In passato Altman aveva previsto che l'IA potesse comprimere il tasso storico di ricambio dei posti di lavoro – normalmente circa il 50% dei lavori che cambia ogni 75 anni – in un arco di tempo molto più breve.

In precedenza aveva anche affermato che l'IA avrebbe colpito per prime le mansioni nel servizio clienti, dicendosi "convinto che molte delle attuali attività di assistenza clienti che avvengono al telefono o al computer, quelle persone perderanno il lavoro".

"Sono felice di essermi sbagliato su questo", ha detto Altman all'amministratore delegato di CBA Matt Comyn in un'intervista. "Pensavo che ci sarebbe già stato un impatto maggiore sull'eliminazione dei lavori d'ufficio di livello iniziale rispetto a quanto è realmente accaduto.

Ora penso di capire meglio perché non è successo e ovviamente ne sono grato, ma è un ambito in cui le mie intuizioni erano semplicemente errate.

La gente dice: 'avresti potuto risparmiare al mondo molte paure e tanto catastrofismo', ma in quel momento io pensavo: 'vedo che questo è un rischio reale, probabilmente dovremmo parlarne', e potrebbe ancora esserlo".

Le aziende tecnologiche, tra cui Meta, hanno annunciato tagli di posti di lavoro la settimana scorsa per concentrarsi maggiormente sull'IA.

A maggio, Cisco ha confermato che licenzierà circa 4 000 dipendenti. L'amministratore delegato dell'azienda, Chuck Robbins, ha scritto in un post sul blog: "Le aziende che vinceranno nell'era dell'IA saranno quelle con concentrazione, urgenza e la disciplina nel continuare a spostare gli investimenti verso le aree in cui la domanda e la creazione di valore a lungo termine sono più forti".

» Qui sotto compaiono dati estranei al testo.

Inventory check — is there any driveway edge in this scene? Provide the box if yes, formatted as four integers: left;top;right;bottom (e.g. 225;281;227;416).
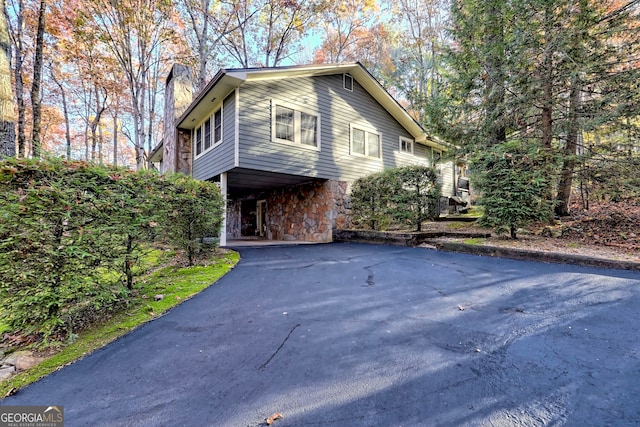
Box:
425;239;640;271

Un rapporto della società di analisi tecnologica Gartner (fonte in inglese) ha rilevato che, sebbene l'80% dei dirigenti ammetta di aver ridotto il personale per investire di più nell'IA, i dati mostrano che le imprese ottengono più vantaggi fornendo ai dipendenti strumenti di IA per aumentare l'efficienza, invece di licenziarli.

Tuttavia, Altman ha dichiarato martedì che, nonostante l'ingresso dell'IA nel mondo del lavoro, esiste ancora una "parte umana" dell'occupazione che non può essere sostituita.

Ha spiegato che, per e-mail e messaggi su Slack, aveva utilizzato l'IA per rispondere, ma è tornato a rispondere personalmente ad alcuni messaggi.

"Facevo rispondere l'IA ai messaggi dicendo 'questa è l'IA di Sam' ed è stato per me un esempio straordinario di quanto in realtà teniamo alle persone", ha detto.